What About the Men? Why Our Gender System Sucks for Men, Too
Continued from previous page
Then there’s rape. When was the last time you heard men mentioned as rape or molestation victims in any public discussion of such issues? Despite the fact that 1 in 6 men are subject to unwanted sexual activity before the age of 18, despite the fact that 1 in 4 rape survivors in America is male, far too many people still believe a man cannot be raped, especially by a woman: the myth that an erection is consent, instead of a biological function, remains strong. The Centers for Disease Control’s own statistics draw a line between “rape” and “being forced to penetrate someone.” Not to be rude to the CDC, but we have a word for sex that someone is forced to have against their will. It’s called rape.
Even in cases of boys as young as 13 who are raped by teachers or other authority figures, many people congratulate them or call them lucky. Try to imagine anyone saying that to a 13-year-old girl who was molested by her teacher, and you begin to see how deep the gender gulf is here. In fact, some male rape survivors never acknowledge, even to themselves, that what they endured was rape. Rape of men is endemic within the prison system, which is not treated as a human rights outrage, but as an appropriate subject for jokes. Some even speak glowingly of prison rape as the real deterrent to criminal activity. It’s amazing how many people are downright enthusiastic about their government running rape camps, so long as the victims are male.
The ideal of toughness also impacts male survivors of abuse. Many people believe that men cannot be abused, because they’re “stronger,” or that if a man is abused it’s proof that he’s a wimp or a weakling; many believe that men who were raped are responsible for and enjoyed their rapes. Many of the guides to recognizing abuse are gendered with a female survivor and a male perpetrator, rendering abuse of men invisible. Many shelters do not provide services to male survivors (although some female-only shelters will put male survivors up in hotels).

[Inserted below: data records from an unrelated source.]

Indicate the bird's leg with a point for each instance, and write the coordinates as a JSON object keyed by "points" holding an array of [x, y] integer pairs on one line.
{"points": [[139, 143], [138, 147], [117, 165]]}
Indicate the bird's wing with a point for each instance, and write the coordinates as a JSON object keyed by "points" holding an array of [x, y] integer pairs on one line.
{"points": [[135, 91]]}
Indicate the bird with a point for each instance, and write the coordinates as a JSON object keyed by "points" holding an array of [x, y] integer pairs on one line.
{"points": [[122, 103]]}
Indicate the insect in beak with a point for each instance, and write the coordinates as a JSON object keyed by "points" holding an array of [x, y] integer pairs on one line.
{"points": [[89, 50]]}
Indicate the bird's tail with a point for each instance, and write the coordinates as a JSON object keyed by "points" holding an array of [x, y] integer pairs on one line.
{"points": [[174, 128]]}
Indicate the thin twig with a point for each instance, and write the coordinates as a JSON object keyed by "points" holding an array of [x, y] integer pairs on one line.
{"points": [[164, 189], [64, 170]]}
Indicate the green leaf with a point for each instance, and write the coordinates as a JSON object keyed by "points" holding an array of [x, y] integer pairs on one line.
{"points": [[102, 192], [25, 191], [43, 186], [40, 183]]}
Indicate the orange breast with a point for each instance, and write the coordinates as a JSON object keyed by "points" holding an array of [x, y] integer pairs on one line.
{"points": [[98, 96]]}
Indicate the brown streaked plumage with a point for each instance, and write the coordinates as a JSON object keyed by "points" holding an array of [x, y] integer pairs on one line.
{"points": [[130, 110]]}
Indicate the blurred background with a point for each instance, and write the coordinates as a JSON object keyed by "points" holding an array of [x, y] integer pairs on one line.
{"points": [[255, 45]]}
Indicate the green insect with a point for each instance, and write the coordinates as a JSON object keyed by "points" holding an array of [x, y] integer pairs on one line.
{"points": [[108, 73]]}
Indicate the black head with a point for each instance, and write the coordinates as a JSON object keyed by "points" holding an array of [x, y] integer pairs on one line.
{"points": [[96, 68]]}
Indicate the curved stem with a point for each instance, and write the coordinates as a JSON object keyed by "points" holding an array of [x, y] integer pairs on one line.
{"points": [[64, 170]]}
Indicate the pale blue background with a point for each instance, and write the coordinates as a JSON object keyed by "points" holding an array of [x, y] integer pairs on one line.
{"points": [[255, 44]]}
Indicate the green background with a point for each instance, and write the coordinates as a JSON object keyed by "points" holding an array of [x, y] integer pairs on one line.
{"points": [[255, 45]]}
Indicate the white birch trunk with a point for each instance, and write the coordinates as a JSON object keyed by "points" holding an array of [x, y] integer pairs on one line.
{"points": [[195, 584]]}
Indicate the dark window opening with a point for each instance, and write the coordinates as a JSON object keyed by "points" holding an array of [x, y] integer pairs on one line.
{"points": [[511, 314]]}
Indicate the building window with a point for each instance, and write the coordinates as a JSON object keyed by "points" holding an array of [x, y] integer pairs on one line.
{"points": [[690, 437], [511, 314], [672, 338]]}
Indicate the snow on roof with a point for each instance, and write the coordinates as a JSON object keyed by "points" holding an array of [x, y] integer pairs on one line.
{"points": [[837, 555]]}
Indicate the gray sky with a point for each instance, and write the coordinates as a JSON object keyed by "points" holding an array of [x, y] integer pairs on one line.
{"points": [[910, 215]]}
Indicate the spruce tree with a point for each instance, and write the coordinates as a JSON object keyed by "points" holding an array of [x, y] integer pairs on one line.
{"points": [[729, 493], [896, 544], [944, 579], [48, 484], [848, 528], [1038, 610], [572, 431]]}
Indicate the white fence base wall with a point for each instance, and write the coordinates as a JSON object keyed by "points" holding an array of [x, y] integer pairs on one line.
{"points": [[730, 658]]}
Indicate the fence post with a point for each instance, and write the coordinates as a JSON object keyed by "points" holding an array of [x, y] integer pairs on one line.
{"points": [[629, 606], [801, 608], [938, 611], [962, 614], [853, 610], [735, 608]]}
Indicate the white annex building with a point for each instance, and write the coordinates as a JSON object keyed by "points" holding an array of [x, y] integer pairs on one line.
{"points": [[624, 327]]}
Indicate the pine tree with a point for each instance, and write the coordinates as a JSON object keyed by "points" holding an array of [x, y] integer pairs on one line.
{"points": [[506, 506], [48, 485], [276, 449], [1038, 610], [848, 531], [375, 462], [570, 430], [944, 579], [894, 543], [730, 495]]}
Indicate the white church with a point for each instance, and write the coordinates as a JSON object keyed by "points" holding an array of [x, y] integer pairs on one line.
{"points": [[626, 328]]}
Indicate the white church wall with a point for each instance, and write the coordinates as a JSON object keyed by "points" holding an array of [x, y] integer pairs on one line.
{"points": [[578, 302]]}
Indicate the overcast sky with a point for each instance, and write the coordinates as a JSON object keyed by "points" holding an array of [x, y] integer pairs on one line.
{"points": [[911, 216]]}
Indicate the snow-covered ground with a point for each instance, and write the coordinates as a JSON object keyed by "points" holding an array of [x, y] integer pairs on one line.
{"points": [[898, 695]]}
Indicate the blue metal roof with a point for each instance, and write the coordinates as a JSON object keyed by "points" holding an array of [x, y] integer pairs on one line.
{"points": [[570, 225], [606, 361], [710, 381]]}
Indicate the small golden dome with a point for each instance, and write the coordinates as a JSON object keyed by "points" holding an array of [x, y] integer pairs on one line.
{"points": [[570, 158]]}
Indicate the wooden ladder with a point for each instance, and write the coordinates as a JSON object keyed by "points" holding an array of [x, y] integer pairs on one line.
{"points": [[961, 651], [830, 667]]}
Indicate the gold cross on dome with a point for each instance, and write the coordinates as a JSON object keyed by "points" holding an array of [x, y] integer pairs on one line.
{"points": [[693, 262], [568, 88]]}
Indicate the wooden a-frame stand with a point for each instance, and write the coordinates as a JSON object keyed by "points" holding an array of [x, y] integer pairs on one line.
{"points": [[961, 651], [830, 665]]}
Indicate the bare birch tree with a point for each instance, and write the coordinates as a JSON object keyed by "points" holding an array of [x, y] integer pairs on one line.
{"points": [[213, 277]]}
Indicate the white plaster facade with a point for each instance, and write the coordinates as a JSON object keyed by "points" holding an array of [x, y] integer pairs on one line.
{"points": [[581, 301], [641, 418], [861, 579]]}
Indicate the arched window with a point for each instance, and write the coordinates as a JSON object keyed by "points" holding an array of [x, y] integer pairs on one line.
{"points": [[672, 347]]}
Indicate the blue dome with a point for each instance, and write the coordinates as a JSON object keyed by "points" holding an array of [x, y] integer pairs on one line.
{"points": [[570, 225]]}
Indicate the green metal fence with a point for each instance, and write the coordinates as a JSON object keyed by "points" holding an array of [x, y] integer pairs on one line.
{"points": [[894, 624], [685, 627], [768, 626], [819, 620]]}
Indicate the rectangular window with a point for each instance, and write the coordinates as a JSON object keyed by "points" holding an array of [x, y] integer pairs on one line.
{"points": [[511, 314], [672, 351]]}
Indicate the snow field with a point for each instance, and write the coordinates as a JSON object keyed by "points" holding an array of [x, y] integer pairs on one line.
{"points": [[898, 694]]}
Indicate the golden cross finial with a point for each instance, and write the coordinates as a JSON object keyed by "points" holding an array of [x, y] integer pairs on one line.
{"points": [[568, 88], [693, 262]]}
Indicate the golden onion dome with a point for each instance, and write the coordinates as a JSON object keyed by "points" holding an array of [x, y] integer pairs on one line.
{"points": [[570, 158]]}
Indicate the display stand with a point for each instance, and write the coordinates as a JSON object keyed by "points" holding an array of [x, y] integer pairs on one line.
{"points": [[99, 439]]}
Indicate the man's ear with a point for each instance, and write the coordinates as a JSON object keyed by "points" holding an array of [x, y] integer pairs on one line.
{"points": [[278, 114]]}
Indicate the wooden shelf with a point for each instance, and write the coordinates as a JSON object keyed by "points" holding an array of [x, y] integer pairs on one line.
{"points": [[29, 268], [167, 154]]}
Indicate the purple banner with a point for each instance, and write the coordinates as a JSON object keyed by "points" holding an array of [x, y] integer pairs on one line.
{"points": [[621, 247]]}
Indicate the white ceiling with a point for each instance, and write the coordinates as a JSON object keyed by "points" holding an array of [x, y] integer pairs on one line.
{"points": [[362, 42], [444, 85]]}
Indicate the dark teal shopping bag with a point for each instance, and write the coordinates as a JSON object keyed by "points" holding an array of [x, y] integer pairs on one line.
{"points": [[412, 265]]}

Most men will never end up in prison, a majority will never be raped or abused, but the same societal expectations that allow us to laugh off the rape and abuse of men give rise to a thousand smaller micro-aggressions, all the little ways in which men are made to feel horrible in a gendered way. It sounds strange to say that the same system tells men that they are grotesque and laughable for being masculine, and simultaneously pathetic and laughable for not being masculine enough, but bizarrely, that is the case.
Of course, a few men do manage to perform hegemonic masculinity quite well and even avoid most of the negative consequences of masculinity. They avoid the treacherous edges, they navigate the contradictions as best they can, they do everything they’re supposed to to stay inside the box. And what’s the prize? They get to live the rest of their lives inside a box, unable to make even the slightest move lest they fall out of it. These, we are told, are the winners.
The problem of gendered, sexist expectations of men is enormous, and deeply ingrained into the culture. How are we to even begin dismantling such profoundly entrenched and damaging ideas? By using the same skills and tools that have worked before.
In many feminist spaces, most particularly on the Internet, it is difficult to establish a decent dialogue about women’s issues without various men intruding, insisting that circumcision rates in the U.S. must be addressed instead of the issue of female genital mutilation in Africa, insisting that male rape victims must be discussed instead of female rape victims. These persistent conversation-derailers have succeeded in making a bad name for themselves, and given rise to the “what about teh menz?” trope as a boilerplate dismissal of these tired distractions from the addressing of women’s issues that is the raison d’être of most feminist communities.